Ernie Rea, who has just stepped down from presenting BBC Radio 4’s religious discussion programme Beyond Belief after two decades, was previously head of religious content at the corporation for 12 years.
The 77-year-old has spoken about the BBC’s current coverage of religious issues in light of 2021 census figures released this week, which found those in England and Wales identifying as Christian dropped below half for the first time.
Speaking on Roger Bolton’s political podcast Beeb Watch, Rea said: “It is absolutely plain the BBC should be covering it, should be exploring it, should be criticising it.
“It should be part of the asking questions to power, but it’s not doing it.”
He was also critical of the broadcaster’s religious coverage for TV in the 1990s, although he added he had been out of that side of the corporation for 20 years.
He said: “When I was head of religious broadcasting, I never had any issues with the people who ran radio. Many of them were agnostic or even atheist but I remember going into conversations with the controllers of Radio 2, Radio 3 and Radio 4 and I very often came out having been refused my programme commissions.
“But I always felt I’d had a fair hearing, I never thought I had been dismissed simply because the issue was religion. It was completely opposite with television.
“Right through the ’90s the controllers of BBC television were people of a secular hue and because at that time the competition had become so much more intense, the demand to get decent audiences was absolutely top of their list of priorities.
“I came out of those meetings absolutely frustrated, not because my ideas had been turned down because they weren’t good enough, but because I hadn’t had a fair hearing.”
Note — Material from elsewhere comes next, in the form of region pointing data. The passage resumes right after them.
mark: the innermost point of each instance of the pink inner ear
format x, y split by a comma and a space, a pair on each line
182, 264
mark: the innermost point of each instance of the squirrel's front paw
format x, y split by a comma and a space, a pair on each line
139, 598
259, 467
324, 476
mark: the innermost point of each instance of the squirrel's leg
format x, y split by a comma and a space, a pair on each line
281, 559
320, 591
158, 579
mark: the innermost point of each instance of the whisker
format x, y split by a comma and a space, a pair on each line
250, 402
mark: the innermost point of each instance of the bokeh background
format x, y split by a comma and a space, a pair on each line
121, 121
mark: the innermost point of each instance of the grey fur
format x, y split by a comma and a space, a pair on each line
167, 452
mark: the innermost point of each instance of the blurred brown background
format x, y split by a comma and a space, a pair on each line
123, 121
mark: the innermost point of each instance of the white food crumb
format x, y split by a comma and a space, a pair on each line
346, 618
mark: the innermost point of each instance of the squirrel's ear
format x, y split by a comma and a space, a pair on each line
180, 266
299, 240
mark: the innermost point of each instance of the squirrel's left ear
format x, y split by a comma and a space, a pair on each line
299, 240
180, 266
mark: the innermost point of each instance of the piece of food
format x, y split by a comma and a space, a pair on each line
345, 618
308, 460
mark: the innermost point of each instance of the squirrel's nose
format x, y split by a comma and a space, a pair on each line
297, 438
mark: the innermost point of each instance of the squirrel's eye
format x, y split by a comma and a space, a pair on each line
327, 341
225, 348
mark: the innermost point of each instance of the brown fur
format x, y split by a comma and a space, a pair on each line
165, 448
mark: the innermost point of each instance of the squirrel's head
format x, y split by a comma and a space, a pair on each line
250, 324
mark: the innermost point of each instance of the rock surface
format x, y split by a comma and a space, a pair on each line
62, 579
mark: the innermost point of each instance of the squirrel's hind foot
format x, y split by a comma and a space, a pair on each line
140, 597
Rea recalled a time in the early 1990s when he had proposed a series on Islam in Britain which was refused by a controller, who allegedly said “I can’t imagine that anybody would be interested in that”.
“You look back on that and there’s such an intellectual arrogance about that, that it’s almost breathtaking,” Rea said.
“So there was a distinction between radio and television and although I’ve been out of it now for 20 years, I think that distinction probably still applies.”
Bolton and Rea also discussed the time when podcast host Bolton, who is religious, had applied to replace Rea as Head of Religious Broadcasting but the position was filled by an agnostic person.
Rea said: “The person who got the job was an excellent programme maker but I thought to myself, would the BBC have appointed a head of sport who thought sport was a lot of rubbish.
“Would they have appointed a head of science (to) somebody who didn’t believe in evolution.
“But they would appoint a head of religion, somebody who was not committed to the actual project and I thought that was pretty astonishing.”
A BBC spokesperson said: “As Ernie Rea says, he is talking about his experiences from over 20 years ago. Since then, the BBC has reaffirmed its commitment to religion and ethics broadcasting across television and radio, delivering an unrivalled range of high quality religion and ethics content, including documentaries, news coverage and content marking key faith festivals, far exceeding what we are required to do.
“The recent appointment of Daisy Scalchi as head of religion and ethics for television working alongside Tim Pemberton as head of religion and ethics for radio and Aleem Maqbool, the religion editor for news, is further evidence of the organisation’s recognition of the importance of the genre.”